A smile slowly appeared on the giant's rubbery face. "Yeah." He put the truck into gear, eased forward, and joined the flow of traffic leaving the mall.
Peter McDill stood in the McDonald's Playland like a statue in a hurricane. Toddlers and teenagers tore around him with abandon, leaping on and off the foam-padded playground equipment in their sock feet. The screeches and laughter were deafening. Peter searched among them for his mother, his eyes wet. In his right hand he clutched the carved locomotive Huey had given him, utterly unaware that he was holding it.

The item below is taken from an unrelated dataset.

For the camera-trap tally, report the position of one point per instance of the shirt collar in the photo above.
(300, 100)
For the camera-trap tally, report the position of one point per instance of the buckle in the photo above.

The glass door of the restaurant opened, and a woman with frosted hair and wild eyes appeared in it. She looked like his mother, but not exactly. This woman was different somehow. She looked too old, and her clothes were torn. She pushed two children out of the doorway, which his mother would never do, and began looking frantically around the playground. Her gaze jumped from child to child, lighted on Peter, swept on, then returned.
"Mom?" he said uncertainly.
The woman's face seemed to collapse inward upon itself. She rushed to Peter and crushed him against her, then lifted him into her arms. His mother hadn't done that in a long, long time. A terrible wail burst from her throat, freezing the storm of children into a still life.
"Oh, dear Jesus," Margaret keened. "My baby, my baby, my sweet baby..."
Peter felt hot tears rolling down his cheeks. As his mother squeezed him, the little wooden train dropped from his hand onto the pebbled concrete. A toddler wandered over, picked it up, smiled, and walked away with it.